Она послушно и немного растерянно улыбнулась, опуская руки, в одной раскрытый цветной пакет с остатками сушки. Как всегда, когда за ней самой следил объектив, руки показались большими, как лопаты, а лицо ощутимо перекосилось, само по себе завешиваясь влажными прядями волос — конечно, некрасиво. Но тут же одернула себя, а, ладно, что выйдет, то и выйдет. И занялась котами, подсыпая корм и рассказывая на ходу, поправляя волосы и смеясь.
— Так, кто тут у нас. Это Трусишка. У него нос поцарапан. Вообще-то девочка, я специально присмотрелась. Близко не идет, убегает. А это Попелюшка, видишь, какой цвет дивный. Скромница, но кушает знатно, как экскаватор, и котов бьет, даже Толстяка. Там вот, в кустах — Два Шпрота, братья, наверное. Вместе пришли-сожрали-ушли. Это Розочек. Пацан, а смотри, цвет какой фильдеперсовый. У нас в библиотеке говорили тетки — сюзюлевый. Излишне, значит, нежный. Они так еще называли девушек повышенной манерной нежности, слова «гламурный» не было тогда. Да и гламура не было, а вот сюзюлевые барышни были. Ну и Летучка-дурак. Я таких знаю — вечно кипит, вечно в проектах, энергии тьма, а на выходе пшик. Жалко его, да всех жалко. Но знаешь, тут в парке сейчас многие кормят, зимой даже домики стояли.

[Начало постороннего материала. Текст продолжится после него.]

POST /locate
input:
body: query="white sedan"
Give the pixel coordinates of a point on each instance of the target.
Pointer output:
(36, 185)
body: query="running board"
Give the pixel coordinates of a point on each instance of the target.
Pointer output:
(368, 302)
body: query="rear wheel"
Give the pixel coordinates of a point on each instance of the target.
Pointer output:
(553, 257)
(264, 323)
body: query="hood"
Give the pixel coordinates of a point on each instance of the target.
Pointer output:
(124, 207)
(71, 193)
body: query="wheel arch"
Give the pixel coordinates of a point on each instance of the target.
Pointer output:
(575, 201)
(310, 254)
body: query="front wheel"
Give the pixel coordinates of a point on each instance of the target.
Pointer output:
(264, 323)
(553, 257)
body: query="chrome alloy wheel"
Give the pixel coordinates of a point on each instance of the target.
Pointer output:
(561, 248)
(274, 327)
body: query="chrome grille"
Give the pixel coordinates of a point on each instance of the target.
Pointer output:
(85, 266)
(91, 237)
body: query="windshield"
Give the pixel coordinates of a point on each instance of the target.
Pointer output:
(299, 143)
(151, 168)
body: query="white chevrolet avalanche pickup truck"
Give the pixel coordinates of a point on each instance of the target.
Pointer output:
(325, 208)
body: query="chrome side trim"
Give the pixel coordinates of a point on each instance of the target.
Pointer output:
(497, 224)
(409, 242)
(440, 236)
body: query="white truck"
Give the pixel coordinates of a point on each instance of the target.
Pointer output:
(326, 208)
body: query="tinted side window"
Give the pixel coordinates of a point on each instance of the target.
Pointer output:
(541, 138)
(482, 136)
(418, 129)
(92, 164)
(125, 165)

А когда мы начинали, то люди пальцами показывали, удивлялись.
Она засмеялась, насыпая Летучке еще сушки. Тот, ахнув, засуетился, сунул розовый нос, отпрыгнул и забегал вокруг, подбирая дальние крошки. Два Шпрота, не торопясь, сожрали его пайку, и Лета, отпихнув близнецов, насыпала снова, дожидаясь, когда Летучка закончит свои неотложные дела и соизволит, наконец.
— Справились, — отчитался Дзига, возвращая ей камеру, — а пошли вниз, к морю?
Она приняла привычную нетяжелую ношу, и прищурилась от блеска. Солнце прорвало серенький кисель, все вокруг сверкало, усеявшись мелкими каплями. Тонкие осенние паутины висели прогибистыми пунктирами белых искр от пламенных кустов скумпии к веткам старого миндаля.
— Красота.
— И чего ждала, спрашивается, — Дзига шел вниз, подцеплял ветки, обрушивая на ступени каскадики легких маленьких капель, — полдня дождем морочила, да ладно б еще дождь классный, а то мерзость какая-то.
— Хочешь сказать — все же я скисла погоду?
— Сама знаешь, что ты.
Лета хотела возразить, но передумала. А пусть будет, как он говорит. Возразила другое:
— Мне теперь, и не пострадать, что ли? А как же высокая тоска всякая? Я ж не девочка из анекдота, что постоянно бегает и смеется, бегает и смеется… Кирпичом стукнутая.
— Сравнила! Где высокая тоска, а где это вот, мокрое ползучее.
Он передернул мокрыми плечами плаща. Плащ был старый, рыбацкий, с большим капюшоном и длинный, блестел, как рыбья спина.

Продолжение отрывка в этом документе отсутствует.